Hinduja group's flagship and commercial vehicle manufacturer Ashok Leyland has reported a decline in net profits for the first quarter ending of FY 2009-10 at Rs7.77 crore as compared to Rs50.57 crore same quarter last year.
The company's net sales declined by 52 per cent to Rs912.45 crore (Rs1,887.99 crore last year), following a 58 per cent decline in vehicle sales volume from 18,425 units to 7,693 units. The other income stood at Rs60.62 crore (compared to Rs7.41 crore last year).
Profits from operations stood at Rs121.7 million owing to controlled production levels, tighter control on material and operating costs, lower commodity prices, and reduced employee costs due to voluntary salary reductions.
After depreciation of Rs435 million, profit before financial expenses and exceptional items stood at Rs292.9 million.

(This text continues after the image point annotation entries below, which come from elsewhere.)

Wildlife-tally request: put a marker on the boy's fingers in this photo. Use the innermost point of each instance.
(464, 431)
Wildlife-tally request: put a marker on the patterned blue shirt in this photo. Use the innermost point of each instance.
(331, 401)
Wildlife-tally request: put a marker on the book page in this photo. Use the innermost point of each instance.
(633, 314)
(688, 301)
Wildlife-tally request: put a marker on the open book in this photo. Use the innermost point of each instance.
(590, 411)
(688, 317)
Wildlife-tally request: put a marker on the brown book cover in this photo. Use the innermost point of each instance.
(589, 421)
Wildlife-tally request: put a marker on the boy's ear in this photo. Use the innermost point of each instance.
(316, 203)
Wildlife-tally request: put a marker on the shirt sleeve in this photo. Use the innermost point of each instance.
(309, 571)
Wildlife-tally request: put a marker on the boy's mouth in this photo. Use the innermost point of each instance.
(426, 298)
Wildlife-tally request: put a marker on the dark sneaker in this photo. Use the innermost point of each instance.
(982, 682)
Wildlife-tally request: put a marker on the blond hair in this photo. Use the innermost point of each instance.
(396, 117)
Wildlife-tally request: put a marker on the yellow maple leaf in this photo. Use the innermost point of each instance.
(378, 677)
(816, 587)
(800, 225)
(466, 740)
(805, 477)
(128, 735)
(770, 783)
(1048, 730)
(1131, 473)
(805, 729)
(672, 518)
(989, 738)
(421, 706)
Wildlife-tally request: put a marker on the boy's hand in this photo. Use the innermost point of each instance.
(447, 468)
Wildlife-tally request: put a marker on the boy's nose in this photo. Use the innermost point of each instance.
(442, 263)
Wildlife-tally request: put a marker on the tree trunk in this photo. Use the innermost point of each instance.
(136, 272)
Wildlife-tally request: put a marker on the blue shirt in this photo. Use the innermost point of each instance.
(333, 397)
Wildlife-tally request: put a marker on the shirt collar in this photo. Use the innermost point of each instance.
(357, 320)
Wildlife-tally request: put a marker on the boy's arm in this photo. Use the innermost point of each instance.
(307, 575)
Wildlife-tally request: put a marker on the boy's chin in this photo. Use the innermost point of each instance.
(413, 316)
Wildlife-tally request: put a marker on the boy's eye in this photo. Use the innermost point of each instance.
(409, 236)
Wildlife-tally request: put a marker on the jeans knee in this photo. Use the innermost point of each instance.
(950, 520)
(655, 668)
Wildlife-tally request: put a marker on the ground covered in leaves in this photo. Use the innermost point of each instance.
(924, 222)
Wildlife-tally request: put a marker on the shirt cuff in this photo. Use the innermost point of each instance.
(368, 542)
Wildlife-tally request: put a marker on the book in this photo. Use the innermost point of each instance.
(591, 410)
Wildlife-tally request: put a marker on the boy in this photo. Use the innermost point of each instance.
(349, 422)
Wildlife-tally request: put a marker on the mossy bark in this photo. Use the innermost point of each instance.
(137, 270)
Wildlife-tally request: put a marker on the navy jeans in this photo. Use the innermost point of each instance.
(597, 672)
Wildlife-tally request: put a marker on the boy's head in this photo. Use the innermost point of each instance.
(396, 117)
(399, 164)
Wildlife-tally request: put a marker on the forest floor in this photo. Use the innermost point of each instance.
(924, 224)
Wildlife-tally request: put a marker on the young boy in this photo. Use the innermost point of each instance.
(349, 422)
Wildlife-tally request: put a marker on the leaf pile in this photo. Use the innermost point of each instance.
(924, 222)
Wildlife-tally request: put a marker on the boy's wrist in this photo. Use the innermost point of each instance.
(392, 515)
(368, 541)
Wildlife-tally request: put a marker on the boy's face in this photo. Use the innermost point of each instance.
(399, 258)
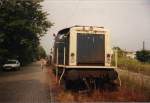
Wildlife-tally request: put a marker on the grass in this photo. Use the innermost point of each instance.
(125, 94)
(133, 65)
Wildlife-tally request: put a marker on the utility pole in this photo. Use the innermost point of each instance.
(143, 45)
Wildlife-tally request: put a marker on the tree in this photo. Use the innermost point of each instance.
(22, 23)
(143, 55)
(41, 52)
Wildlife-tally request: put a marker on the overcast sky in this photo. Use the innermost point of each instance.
(127, 20)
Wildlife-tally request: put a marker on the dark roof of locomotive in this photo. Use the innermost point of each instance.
(66, 30)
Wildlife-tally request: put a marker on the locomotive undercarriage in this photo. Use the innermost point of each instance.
(85, 78)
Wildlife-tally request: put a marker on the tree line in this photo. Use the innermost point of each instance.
(22, 24)
(142, 55)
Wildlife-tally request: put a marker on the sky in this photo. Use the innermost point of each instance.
(127, 20)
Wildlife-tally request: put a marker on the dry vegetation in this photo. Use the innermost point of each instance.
(133, 65)
(126, 93)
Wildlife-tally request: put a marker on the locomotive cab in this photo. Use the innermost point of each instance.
(83, 52)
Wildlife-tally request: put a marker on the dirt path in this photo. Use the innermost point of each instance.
(29, 85)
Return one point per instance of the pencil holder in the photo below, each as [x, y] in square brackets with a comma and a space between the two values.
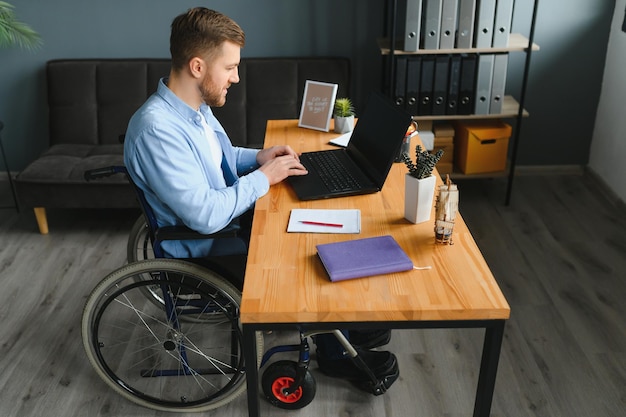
[446, 207]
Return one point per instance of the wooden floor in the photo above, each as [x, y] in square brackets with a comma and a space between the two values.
[558, 252]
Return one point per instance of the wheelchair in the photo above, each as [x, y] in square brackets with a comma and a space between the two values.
[165, 334]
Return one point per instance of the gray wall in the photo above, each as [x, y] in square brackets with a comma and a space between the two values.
[563, 93]
[608, 149]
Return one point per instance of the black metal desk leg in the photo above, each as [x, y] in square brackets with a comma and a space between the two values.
[488, 368]
[252, 370]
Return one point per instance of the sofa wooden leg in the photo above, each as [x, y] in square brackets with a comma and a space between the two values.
[42, 220]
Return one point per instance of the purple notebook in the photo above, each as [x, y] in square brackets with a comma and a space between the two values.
[363, 258]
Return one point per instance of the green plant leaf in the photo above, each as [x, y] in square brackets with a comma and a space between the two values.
[14, 32]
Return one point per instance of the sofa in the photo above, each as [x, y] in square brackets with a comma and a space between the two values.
[90, 102]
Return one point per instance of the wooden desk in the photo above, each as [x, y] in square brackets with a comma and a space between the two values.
[287, 287]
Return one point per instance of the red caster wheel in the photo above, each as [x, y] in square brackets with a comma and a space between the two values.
[280, 376]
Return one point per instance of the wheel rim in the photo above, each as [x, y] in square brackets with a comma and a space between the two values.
[280, 385]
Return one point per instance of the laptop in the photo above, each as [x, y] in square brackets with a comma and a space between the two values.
[362, 167]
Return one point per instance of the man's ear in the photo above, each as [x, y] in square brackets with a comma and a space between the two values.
[197, 67]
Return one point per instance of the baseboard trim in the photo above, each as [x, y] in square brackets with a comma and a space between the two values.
[521, 170]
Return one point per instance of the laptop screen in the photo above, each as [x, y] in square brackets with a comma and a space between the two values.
[378, 136]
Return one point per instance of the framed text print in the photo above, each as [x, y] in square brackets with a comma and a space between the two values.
[317, 105]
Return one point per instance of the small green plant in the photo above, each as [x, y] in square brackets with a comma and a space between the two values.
[14, 32]
[424, 162]
[343, 107]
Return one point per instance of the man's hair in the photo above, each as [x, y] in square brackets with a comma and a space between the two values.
[200, 32]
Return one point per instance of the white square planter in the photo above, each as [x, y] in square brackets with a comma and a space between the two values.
[344, 124]
[418, 198]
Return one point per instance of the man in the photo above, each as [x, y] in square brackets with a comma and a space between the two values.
[178, 153]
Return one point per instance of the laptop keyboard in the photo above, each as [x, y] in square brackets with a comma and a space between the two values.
[334, 175]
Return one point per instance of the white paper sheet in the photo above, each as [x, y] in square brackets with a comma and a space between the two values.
[324, 221]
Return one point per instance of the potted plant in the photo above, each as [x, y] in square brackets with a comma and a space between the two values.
[14, 32]
[419, 184]
[343, 113]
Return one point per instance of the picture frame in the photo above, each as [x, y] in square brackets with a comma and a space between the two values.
[317, 105]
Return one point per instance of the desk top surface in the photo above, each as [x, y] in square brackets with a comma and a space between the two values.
[285, 281]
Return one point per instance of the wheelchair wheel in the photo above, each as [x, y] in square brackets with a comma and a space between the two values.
[139, 247]
[281, 375]
[151, 353]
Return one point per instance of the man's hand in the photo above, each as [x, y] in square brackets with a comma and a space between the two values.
[268, 154]
[280, 162]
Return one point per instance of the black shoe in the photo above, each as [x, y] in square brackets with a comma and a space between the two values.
[369, 339]
[383, 364]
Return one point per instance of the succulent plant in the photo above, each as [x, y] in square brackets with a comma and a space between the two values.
[424, 162]
[343, 107]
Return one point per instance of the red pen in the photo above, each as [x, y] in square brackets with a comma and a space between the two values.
[321, 223]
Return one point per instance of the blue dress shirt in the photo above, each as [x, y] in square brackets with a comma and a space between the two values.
[167, 154]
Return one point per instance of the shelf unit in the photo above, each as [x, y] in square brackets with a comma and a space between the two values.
[511, 108]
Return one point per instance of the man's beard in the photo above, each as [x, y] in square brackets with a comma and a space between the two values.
[211, 94]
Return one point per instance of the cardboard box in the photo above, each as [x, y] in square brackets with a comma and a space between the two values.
[447, 144]
[482, 146]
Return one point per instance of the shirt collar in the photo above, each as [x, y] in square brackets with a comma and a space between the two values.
[185, 110]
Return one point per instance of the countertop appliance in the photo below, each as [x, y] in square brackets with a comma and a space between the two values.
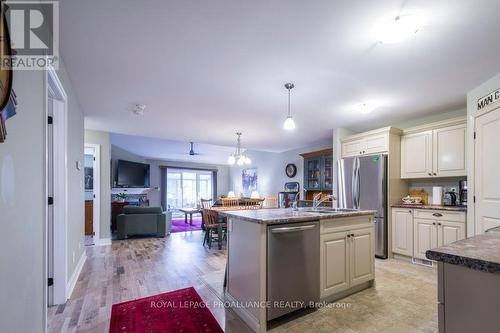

Financial expenditure stood higher at Rs258 million (compared to Rs106.9 million last year), owing to interest on fresh loans for funding capital expenditure and the UTK project.
Taking into account reversal of deferred tax expense amounting to Rs53.2 million, profit after tax was at Rs77.7 million.
According to the company's MD, R Seshasayee, "This has been the worst quarter in a long time. However, market sentiments are improving and market demand derives further support from the bus orders under the JNNURM."
He further added that the company hoped to benefit from low commodity prices.